Integration and Mindfulness: A Dynamic Duo
Something I find quite extraordinary about the Profound Meditation Program is the integrative power of the practice. In other words, you really get through your trauma and shadow issues. They come out during the process, and often they’re expressed not just in cognitive ideas but in bodily-felt sensations. This doesn’t necessarily happen with traditional meditation. Because the Profound Meditation Program is anchored in the body, in the soma, the sick feelings come back―you feel the pain, you feel the sadness, and then you allow it to arise into consciousness.

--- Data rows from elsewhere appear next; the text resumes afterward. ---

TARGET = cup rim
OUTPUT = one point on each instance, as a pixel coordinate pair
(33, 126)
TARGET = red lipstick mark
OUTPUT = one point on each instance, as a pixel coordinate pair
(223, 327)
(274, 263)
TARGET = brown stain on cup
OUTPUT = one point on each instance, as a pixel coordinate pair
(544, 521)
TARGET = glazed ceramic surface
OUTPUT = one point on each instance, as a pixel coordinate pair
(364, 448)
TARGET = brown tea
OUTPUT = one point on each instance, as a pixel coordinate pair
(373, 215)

At the same time that this integrating process is going on, you’re also developing mindfulness, which means that you can step out of the drama, you can step out of your own brain, if you will. Even while having thoughts, you can watch your brain think, watch your thoughts arise. You can also step out of your emotional releasing work, and just watch it from the very equanimous observer self, or Transcendent Witness. This has always been one of the goals of deep spiritual practice and meditative practice, but a lot of the time we never get to this point, because it just takes so long, or maybe we don’t have good teachers, or we have to move because of our jobs―for whatever reason, we don’t stick with the practice and we never get to the point where it becomes a real part of our day-to-day experience.

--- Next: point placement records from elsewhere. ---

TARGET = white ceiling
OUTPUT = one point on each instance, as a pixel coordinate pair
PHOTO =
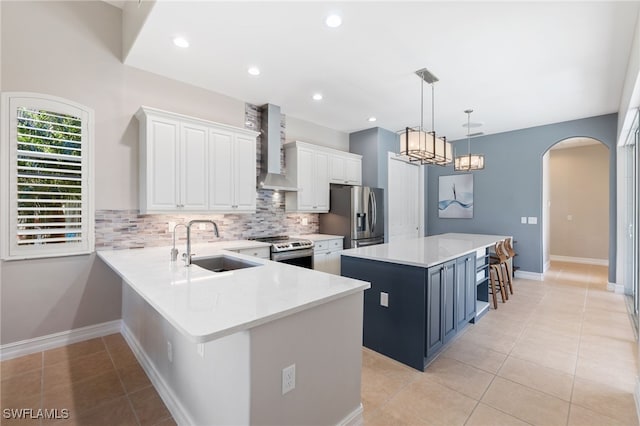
(518, 64)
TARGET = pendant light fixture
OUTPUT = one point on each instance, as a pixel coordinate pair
(468, 162)
(420, 145)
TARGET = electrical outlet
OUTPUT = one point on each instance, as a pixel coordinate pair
(384, 299)
(288, 378)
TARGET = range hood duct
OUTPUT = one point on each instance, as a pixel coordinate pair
(271, 176)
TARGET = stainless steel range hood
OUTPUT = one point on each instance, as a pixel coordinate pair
(271, 176)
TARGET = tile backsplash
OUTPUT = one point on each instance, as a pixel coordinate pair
(124, 229)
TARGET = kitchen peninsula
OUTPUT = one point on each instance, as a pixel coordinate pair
(215, 344)
(423, 292)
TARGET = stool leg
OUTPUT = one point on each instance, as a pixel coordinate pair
(503, 292)
(509, 282)
(493, 289)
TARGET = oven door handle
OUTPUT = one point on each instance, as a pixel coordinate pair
(292, 254)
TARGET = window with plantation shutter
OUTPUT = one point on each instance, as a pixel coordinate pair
(47, 206)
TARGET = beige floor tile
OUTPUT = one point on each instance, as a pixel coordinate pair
(484, 415)
(116, 412)
(387, 366)
(167, 422)
(550, 358)
(80, 368)
(475, 355)
(384, 418)
(73, 351)
(148, 406)
(431, 403)
(530, 374)
(22, 418)
(605, 400)
(493, 340)
(580, 416)
(458, 376)
(133, 377)
(84, 395)
(607, 349)
(525, 403)
(20, 387)
(550, 339)
(613, 373)
(20, 365)
(377, 387)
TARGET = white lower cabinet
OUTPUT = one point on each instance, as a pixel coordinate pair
(326, 255)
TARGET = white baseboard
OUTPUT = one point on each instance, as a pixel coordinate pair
(636, 396)
(56, 340)
(616, 288)
(584, 260)
(354, 418)
(526, 275)
(177, 410)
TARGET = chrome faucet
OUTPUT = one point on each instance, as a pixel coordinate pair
(187, 256)
(174, 250)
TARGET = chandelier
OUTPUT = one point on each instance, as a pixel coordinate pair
(420, 145)
(468, 162)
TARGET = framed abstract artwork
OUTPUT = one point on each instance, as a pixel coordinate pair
(455, 197)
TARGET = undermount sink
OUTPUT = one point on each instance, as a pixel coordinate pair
(223, 263)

When we put the capacity to deal with our trauma and shadow issues together with the ability to step outside of our “stuff,” and we can just be there with the somatic aspect of it and let it happen, then we’re really on the road to something. We begin to heal from the wounds of our past and the things that have kept us a prisoner for so long. Maybe we have all kinds of unhealthy and pathological symptoms that we have split off and kept in the unconscious basement; this could range from just feeling really badly about ourselves, as in “I’m not good” or “I’m not good enough;” “I’m not smart enough;” “I’ll never make it;” and “I deserve to suffer” to compulsive disorders such as addiction, to depression, or to actual physical somatic diseases: cancer, heart disease, and all kinds of associated physical disorders. All of these come from stress, and stress is what results from not being able to deal with the split off, traumatic parts of our selves. While they remain in the unconscious, they are really pulling the strings of our lives from off stage, although we may not be aware of it.
As Freud said, the main point of therapy is to make the unconscious conscious. When we develop a practice that brings these things back into our conscious awareness, not only do we understand what happened cognitively, but we go back and have emotionally restorative experiences where we actually allow these things to come up. Finally, we feel the feelings that we were too scared to feel when we were kids, when we were in Afghanistan or Iraq, or whenever the trauma happened. Finally, we can feel them again and we can feel them from an expanded place of awareness, of mindfulness. When we can do this, then we’re really getting into the fast lane of growth.
Adapted from iAwake Technologies’ free, weekly teleconference call on August 22, 2012.